A particular point of interest is that Mr Spielberg's Evil Nazi Scourge are portrayed only slightly more sympathetically than the Bugs in Starship Troopers. If you get your knowledge of history from Hollywood (which a lot of people do), then you'd be forgiven for thinking that every single German was a soulless Nazi who deserved to die, and that WWII was just USA vs Japan and Germany. I do have a fair amount of sympathy for Spielberg's stance, but it's interesting to compare his sweeping generalisations with 1930's Nazi anti-Jewish, anti-Romany propaganda. It's sad but not really surprising that Spielberg's audience accepts his skewed message just as unquestioningly as the German moviegoers did in the 1930's.

The idea for SPR is actually sound, but the implementation is just so overdone that I really can't bring myself to care about any of it, other than to feel contempt for the brutal liberties it takes with history. If I'm going to watch good-vs-bad fantasy, I'd prefer to stick with Starship Troopers which at least doesn't try to pass itself off as something significant and profound.
Excellent combat scenes - unrealistic dialogue
I wish I could view this movie like the average moviegoer. In that case, I would probably have given it higher marks. However, I was in the Army and know that dialogue such as is in this film would be highly unlikely, no, impossible, to have been said in real life.
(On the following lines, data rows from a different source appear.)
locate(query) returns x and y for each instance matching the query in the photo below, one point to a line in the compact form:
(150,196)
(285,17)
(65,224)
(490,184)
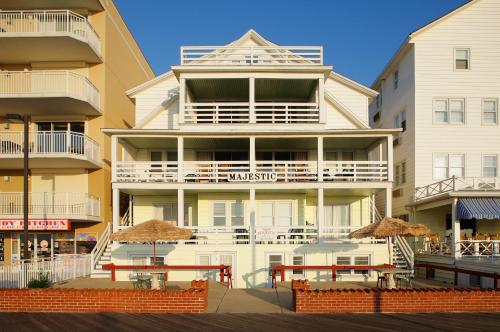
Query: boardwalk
(20,322)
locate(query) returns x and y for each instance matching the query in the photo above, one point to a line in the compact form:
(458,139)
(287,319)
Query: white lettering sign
(252,177)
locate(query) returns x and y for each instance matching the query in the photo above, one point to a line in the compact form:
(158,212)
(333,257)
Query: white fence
(457,184)
(50,204)
(50,83)
(49,23)
(59,268)
(45,143)
(248,56)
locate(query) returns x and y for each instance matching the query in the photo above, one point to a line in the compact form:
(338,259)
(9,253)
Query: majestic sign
(36,224)
(252,177)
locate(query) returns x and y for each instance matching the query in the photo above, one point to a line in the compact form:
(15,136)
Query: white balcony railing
(49,23)
(227,171)
(457,184)
(252,56)
(50,204)
(216,113)
(45,143)
(53,83)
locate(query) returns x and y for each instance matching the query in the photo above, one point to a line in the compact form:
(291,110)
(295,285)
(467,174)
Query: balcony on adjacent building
(62,149)
(47,35)
(47,93)
(64,205)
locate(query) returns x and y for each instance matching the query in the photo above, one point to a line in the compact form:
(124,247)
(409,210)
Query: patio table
(390,272)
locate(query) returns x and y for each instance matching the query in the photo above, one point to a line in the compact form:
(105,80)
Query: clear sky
(358,36)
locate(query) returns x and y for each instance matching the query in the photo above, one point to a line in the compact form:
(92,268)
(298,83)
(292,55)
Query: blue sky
(358,36)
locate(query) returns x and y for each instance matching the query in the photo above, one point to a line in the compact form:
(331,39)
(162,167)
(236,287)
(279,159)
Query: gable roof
(406,45)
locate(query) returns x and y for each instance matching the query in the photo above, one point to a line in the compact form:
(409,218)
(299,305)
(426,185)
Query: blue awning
(478,207)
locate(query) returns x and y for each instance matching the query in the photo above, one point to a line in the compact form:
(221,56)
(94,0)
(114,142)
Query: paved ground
(20,322)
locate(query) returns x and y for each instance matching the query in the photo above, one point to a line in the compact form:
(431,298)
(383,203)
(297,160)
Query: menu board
(2,247)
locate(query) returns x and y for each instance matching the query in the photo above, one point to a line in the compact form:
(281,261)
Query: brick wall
(398,300)
(105,300)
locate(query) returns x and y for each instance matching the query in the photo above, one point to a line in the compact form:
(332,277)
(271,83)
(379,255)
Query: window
(396,79)
(490,111)
(449,111)
(462,58)
(447,165)
(490,164)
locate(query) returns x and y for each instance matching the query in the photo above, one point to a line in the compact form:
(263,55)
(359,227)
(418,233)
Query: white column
(320,159)
(320,222)
(252,216)
(455,227)
(180,159)
(116,209)
(252,154)
(180,207)
(388,202)
(114,157)
(182,99)
(252,100)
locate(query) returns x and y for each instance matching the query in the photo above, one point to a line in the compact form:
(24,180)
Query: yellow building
(67,65)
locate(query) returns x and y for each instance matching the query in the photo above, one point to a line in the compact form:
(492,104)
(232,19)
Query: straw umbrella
(152,231)
(388,227)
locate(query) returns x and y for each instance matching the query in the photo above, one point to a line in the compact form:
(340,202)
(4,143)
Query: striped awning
(478,208)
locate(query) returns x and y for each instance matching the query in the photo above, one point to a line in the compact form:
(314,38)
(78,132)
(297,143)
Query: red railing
(456,270)
(281,269)
(224,270)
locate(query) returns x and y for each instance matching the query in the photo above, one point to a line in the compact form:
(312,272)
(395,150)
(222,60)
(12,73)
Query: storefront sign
(36,224)
(252,176)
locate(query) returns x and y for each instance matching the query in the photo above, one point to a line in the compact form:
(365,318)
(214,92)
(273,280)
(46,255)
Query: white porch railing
(44,143)
(213,113)
(58,269)
(50,204)
(286,112)
(248,56)
(53,83)
(49,23)
(355,171)
(457,184)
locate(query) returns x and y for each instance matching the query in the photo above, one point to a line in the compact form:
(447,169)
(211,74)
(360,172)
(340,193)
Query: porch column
(116,209)
(180,207)
(320,222)
(252,154)
(180,159)
(320,159)
(251,104)
(252,217)
(455,227)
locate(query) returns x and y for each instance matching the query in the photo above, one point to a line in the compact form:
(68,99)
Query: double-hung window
(490,111)
(449,110)
(490,165)
(447,165)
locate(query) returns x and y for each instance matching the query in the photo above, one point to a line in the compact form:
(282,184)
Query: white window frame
(448,111)
(455,50)
(496,112)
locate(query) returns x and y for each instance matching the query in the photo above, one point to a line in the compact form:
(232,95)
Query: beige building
(443,87)
(68,65)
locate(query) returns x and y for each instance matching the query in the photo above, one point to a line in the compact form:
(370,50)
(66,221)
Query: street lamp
(24,119)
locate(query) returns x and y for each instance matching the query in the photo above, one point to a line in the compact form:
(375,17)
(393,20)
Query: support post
(180,207)
(455,227)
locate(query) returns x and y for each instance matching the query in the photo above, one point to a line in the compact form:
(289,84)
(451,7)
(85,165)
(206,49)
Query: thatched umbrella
(388,227)
(152,231)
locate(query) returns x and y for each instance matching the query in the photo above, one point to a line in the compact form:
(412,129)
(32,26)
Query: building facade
(262,151)
(442,87)
(67,66)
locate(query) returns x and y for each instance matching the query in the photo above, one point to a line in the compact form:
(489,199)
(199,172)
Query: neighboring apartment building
(263,152)
(443,87)
(67,64)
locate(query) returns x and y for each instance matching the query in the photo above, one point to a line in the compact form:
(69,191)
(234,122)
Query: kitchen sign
(252,177)
(36,224)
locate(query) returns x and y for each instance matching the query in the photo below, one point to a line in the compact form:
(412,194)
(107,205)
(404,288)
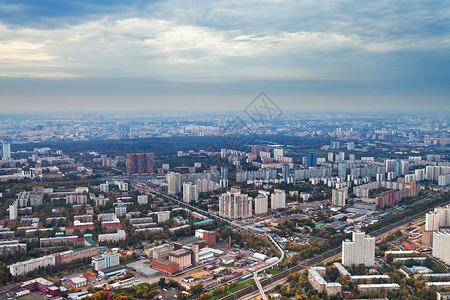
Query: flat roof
(180,252)
(113,269)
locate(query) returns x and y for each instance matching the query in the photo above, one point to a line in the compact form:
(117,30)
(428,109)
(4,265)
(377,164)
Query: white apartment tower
(261,204)
(339,196)
(441,246)
(173,183)
(13,210)
(190,192)
(438,218)
(234,205)
(361,250)
(278,199)
(143,199)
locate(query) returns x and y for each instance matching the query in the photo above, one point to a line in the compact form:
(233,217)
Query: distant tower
(311,160)
(223,173)
(286,172)
(195,250)
(6,151)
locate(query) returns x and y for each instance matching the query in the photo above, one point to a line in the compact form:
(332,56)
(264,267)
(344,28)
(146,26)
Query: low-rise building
(165,266)
(367,288)
(315,278)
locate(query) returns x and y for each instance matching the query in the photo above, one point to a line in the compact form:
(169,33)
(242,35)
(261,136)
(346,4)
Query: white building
(104,261)
(6,151)
(163,216)
(173,183)
(438,218)
(190,192)
(13,210)
(261,204)
(359,251)
(278,154)
(104,187)
(143,199)
(278,199)
(120,210)
(444,180)
(112,237)
(441,246)
(234,205)
(24,267)
(339,196)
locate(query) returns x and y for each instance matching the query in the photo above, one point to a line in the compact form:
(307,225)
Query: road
(331,254)
(379,234)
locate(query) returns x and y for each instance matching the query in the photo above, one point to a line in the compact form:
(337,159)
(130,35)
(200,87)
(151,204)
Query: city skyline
(207,56)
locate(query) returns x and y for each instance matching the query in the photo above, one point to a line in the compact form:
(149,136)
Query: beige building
(261,204)
(234,205)
(183,257)
(278,199)
(315,278)
(361,250)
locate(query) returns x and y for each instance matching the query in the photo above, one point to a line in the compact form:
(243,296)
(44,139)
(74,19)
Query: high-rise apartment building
(140,163)
(234,205)
(224,172)
(261,204)
(120,210)
(311,160)
(190,192)
(173,183)
(278,199)
(6,151)
(286,172)
(278,153)
(105,261)
(339,196)
(342,172)
(143,199)
(13,210)
(441,246)
(438,218)
(361,250)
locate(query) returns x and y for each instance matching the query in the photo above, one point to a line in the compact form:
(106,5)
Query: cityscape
(224,150)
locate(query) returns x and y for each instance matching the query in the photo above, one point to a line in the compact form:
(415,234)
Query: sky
(117,55)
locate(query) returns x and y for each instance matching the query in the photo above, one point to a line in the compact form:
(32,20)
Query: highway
(379,234)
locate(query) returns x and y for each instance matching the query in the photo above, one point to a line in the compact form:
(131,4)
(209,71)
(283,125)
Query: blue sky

The hierarchy in the service is very clear: privates do not contradict, interrupt, defy, or in any way address their superiors as is depicted in this film. I found a number of scenes to be pure Spielberg fantasy. The scene in which Hanks doesn't provide the full name of the 'Ryan' he is searching for, which results in Hanks delivering the wrong information to the wrong 'Ryan', is hard to swallow. The scene with Matt Damon protesting when told he is being taken off the front lines is also hard to believe.

The scene where Oppem (or whatever his name was) protests against shooting the POW is absurd. No way that would have ever happened. Some of the other unlikely aspects of the film: Tom Sizemore throws his .45 caliber pistol at the German; four soldiers pull the pins on their grenades and drop them in the tank turret, yet none of them detonate. The scene at the end when Tom Hanks starts firing at the tank with his .45. In real life, he would have been dead by then after being shot in the back with what amounts to a high powered rifle.

The scenes after the Germans bring their 20 mm. cannon into action also didn't get very far past the GI's first encounter with the fearsome weapon. After it annihilates about six or seven GIs from one short volley, one wonders why the Germans didn't make quick work of the rest of the GIs after that.

The dialogue was also a bit too pristine for my tastes. In reality, GIs curse up a storm. These guys were a wee bit too polite and wholesome. Platoon gave a much more accurate account of how GIs actually behave.

These criticisms aside, the action scenes are well staged and evoke a healthy pulse pounding for the viewer.